Assert failed during purging. After parsed the redo log, I found the reason.
the mini-transactions occur during a B-tree compress produce many redo log, because all records in old page will move to new page, but  didn't set log mode to MTR_LOG_SHORT_INSERTS, which is different from B-tree split. And every redo log record contain all fields of the cluster index. If table has many fileds, the redo log record will become very big. I think innodb should take the same way with B-tree split during B-tree compress.
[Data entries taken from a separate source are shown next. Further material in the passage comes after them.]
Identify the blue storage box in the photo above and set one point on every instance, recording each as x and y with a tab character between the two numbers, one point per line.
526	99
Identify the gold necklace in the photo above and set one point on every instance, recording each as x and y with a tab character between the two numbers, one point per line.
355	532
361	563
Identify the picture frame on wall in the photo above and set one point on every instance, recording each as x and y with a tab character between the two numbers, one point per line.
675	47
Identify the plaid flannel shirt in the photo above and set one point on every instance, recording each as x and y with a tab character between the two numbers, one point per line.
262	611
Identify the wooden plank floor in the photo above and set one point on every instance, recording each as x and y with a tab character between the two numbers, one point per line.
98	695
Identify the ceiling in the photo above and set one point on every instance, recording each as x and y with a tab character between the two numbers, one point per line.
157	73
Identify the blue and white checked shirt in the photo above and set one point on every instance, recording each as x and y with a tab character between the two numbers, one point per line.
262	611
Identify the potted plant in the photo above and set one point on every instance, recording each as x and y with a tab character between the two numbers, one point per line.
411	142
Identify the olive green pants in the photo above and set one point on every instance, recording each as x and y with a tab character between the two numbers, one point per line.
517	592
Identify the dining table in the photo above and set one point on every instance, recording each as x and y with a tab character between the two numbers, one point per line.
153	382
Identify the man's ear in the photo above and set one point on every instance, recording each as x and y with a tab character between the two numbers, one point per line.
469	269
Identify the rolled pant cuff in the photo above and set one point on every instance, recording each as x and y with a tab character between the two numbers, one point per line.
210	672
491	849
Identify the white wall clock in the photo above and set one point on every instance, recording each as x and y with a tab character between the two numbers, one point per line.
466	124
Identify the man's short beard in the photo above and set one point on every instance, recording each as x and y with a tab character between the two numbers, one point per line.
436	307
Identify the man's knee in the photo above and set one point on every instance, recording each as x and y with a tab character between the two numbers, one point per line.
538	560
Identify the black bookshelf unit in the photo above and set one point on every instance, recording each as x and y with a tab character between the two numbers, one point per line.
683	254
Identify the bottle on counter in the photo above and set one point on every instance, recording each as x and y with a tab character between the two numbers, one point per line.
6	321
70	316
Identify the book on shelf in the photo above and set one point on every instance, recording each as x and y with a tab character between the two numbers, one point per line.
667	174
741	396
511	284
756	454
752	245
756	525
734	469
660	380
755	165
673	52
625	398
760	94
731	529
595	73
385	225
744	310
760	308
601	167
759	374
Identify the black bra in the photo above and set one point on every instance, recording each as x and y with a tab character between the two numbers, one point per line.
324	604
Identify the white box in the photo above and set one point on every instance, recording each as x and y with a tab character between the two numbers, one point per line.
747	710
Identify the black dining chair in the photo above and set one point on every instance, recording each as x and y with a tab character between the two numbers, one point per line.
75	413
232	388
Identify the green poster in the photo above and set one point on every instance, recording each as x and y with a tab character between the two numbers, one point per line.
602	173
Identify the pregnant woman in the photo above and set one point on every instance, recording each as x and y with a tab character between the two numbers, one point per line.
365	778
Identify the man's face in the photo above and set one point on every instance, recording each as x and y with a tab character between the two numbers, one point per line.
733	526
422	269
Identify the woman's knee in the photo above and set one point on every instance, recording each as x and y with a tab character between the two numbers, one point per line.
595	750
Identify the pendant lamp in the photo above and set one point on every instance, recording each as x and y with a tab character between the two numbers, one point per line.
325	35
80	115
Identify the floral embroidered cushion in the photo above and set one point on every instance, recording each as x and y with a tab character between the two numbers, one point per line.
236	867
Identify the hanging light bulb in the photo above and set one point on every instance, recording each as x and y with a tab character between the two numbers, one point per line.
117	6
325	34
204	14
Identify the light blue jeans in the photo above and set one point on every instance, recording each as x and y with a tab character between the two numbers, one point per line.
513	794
These are the redo log records of the last mini-transaction before crash:
begin--------------------------------------------
type:42, space:0, page no:3189, len:1290
type:46, space:0, page no:16409, len:1289
type:4, space:0, page no:16409, len:9
type:4, space:0, page no:3190, len:9
type:42, space:0, page no:62, len:1289
type:38, space:0, page no:62, len:1299
type:42, space:0, page no:16527, len:1291
type:46, space:0, page no:16526, len:1289
type:4, space:0, page no:16526, len:10
type:4, space:0, page no:25156, len:10
type:42, space:0, page no:62, len:1289
type:38, space:0, page no:16526, len:1301
type:38, space:0, page no:16526, len:1297
type:38, space:0, page no:16526, len:1297
type:38, space:0, page no:16526, len:1297
type:38, space:0, page no:16526, len:1297
type:38, space:0, page no:16526, len:1297
type:38, space:0, page no:16526, len:1297
type:38, space:0, page no:16526, len:1297
type:38, space:0, page no:16526, len:1297
type:38, space:0, page no:16526, len:1297
....

type:31, space:0, page no:0, len:1
end-----------------------------------------------

There are 600+ records with type 38,and every record is very big,and the total size is more than half of the redo log buffer.